At last, a snappy pop philosophy book which offers to sort out absolutely none of your personal issues. If anything, it will make them worse. ‘There are,’ Francis O’Gorman admits, ‘serious problems for me with the ethics of writing on worry.’ Since words are the very stuff of worry, O’Gorman (himself a worrier) suspects that reading is unlikely to provide a cure. Sufferers would do better to contemplate the sublime balance of Brancusi’s ‘Bird in Space’ (‘a glimpse of a world without fretfulness’) or listen to Bach’s contrapuntal fugues, in which ‘Everything, whatever happens, fits.’ But O’Gorman is not really here to dole out advice:
A while ago, I described this book as I was writing it to a friend. He listened patiently, and rather sceptically. He finally said: ‘Is it like, then, some kind of literary self-help book?’
No. It’s a kind of literary there’s-no-help book.

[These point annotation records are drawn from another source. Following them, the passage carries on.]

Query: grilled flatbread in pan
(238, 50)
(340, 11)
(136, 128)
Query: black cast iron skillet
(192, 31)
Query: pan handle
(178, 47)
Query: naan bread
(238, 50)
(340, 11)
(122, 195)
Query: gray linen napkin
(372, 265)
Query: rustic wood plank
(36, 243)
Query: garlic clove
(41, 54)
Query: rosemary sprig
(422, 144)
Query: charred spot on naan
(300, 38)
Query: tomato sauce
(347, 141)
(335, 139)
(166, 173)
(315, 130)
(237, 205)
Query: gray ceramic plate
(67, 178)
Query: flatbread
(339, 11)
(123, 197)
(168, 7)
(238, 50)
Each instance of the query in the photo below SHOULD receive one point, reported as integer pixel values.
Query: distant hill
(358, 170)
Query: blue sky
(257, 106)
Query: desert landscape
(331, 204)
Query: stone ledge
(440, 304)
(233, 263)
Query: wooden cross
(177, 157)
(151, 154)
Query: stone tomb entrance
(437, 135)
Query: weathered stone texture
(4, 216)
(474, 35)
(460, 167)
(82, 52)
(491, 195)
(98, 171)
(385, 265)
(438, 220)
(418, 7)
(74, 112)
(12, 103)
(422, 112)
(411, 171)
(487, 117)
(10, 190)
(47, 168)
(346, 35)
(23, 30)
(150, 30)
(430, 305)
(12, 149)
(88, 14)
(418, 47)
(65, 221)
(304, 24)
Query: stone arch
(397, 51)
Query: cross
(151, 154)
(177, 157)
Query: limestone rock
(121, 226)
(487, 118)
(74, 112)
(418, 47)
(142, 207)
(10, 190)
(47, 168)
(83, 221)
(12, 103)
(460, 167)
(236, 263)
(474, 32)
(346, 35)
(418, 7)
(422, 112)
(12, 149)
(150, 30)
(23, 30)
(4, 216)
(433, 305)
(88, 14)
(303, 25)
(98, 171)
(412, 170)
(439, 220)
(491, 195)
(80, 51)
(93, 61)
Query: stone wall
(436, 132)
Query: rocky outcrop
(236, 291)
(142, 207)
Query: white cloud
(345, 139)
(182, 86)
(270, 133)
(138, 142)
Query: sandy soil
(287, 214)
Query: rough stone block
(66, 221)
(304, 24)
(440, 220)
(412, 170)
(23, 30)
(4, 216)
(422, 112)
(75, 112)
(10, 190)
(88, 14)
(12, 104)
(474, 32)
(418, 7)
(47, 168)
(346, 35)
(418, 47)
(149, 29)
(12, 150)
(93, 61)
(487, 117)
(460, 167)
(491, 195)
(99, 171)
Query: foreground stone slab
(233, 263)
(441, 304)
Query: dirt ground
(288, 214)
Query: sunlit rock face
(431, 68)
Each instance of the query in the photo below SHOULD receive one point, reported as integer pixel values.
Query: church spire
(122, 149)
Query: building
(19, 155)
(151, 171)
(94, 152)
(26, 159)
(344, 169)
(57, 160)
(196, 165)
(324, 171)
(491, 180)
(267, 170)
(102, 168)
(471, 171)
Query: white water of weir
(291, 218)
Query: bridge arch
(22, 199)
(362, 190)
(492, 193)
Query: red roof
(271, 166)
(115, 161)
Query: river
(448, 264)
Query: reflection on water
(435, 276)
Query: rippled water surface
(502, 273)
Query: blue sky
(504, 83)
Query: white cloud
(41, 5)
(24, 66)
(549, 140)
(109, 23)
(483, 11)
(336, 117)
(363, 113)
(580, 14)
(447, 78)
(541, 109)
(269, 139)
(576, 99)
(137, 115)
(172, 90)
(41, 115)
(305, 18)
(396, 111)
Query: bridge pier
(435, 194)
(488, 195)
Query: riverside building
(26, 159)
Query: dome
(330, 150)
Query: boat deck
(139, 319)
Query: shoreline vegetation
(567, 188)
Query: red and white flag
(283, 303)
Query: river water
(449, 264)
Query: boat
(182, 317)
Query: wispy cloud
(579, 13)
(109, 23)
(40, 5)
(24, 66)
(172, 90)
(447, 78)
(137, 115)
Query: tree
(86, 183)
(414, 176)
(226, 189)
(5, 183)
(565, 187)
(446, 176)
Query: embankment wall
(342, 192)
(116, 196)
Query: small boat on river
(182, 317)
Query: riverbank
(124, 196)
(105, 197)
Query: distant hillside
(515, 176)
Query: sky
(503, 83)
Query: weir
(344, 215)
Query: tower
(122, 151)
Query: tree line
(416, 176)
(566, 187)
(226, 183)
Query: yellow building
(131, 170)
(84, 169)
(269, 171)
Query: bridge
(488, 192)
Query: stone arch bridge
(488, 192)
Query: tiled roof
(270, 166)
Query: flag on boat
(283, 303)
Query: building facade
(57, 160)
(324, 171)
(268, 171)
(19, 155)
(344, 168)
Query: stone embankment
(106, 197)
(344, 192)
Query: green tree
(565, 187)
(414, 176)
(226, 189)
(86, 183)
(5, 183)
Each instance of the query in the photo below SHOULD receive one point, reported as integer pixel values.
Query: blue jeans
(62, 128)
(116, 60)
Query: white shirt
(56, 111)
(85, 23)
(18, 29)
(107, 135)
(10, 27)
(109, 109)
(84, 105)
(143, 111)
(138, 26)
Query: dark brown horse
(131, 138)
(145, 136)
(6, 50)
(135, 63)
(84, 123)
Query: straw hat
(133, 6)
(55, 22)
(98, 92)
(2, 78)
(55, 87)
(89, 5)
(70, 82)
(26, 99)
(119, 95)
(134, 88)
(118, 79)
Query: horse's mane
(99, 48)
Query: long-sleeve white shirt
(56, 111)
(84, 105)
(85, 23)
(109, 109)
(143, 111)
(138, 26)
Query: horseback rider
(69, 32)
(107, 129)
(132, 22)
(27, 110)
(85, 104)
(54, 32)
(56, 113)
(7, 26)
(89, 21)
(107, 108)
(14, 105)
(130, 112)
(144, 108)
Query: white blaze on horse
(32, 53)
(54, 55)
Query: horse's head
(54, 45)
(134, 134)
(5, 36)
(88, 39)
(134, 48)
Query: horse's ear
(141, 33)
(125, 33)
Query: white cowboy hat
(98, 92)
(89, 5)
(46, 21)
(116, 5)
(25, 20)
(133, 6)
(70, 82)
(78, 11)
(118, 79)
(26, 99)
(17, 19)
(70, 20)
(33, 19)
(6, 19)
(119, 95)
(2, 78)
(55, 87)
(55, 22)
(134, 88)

As with a lot of O’Gorman’s humour, you’re not sure how far the joke carries. Anxiety disorders, for one thing, aren’t especially funny. O’Gorman limits his scope to ‘everyday’ worrying rather than ‘debilitating and extreme fearfulness’. But he has clearly been influenced by the literature on mental illness, and he reflects on Andrew Solomon’s aphorism: ‘Depression is the flaw in love.’ Solomon meant that creatures who find meaning in connection will be vulnerable to the misery of disconnectedness. Analogously, for O’Gorman, worry is ‘a flaw in reason’. Worriers know better than anyone the limits of the reasoning mind. Having tried often enough to just think about this rationally, they can see that, behind supposedly remorseless logic, there is usually some hidden belief system. Our minds are not reasoning machines; we are driven by our commitments.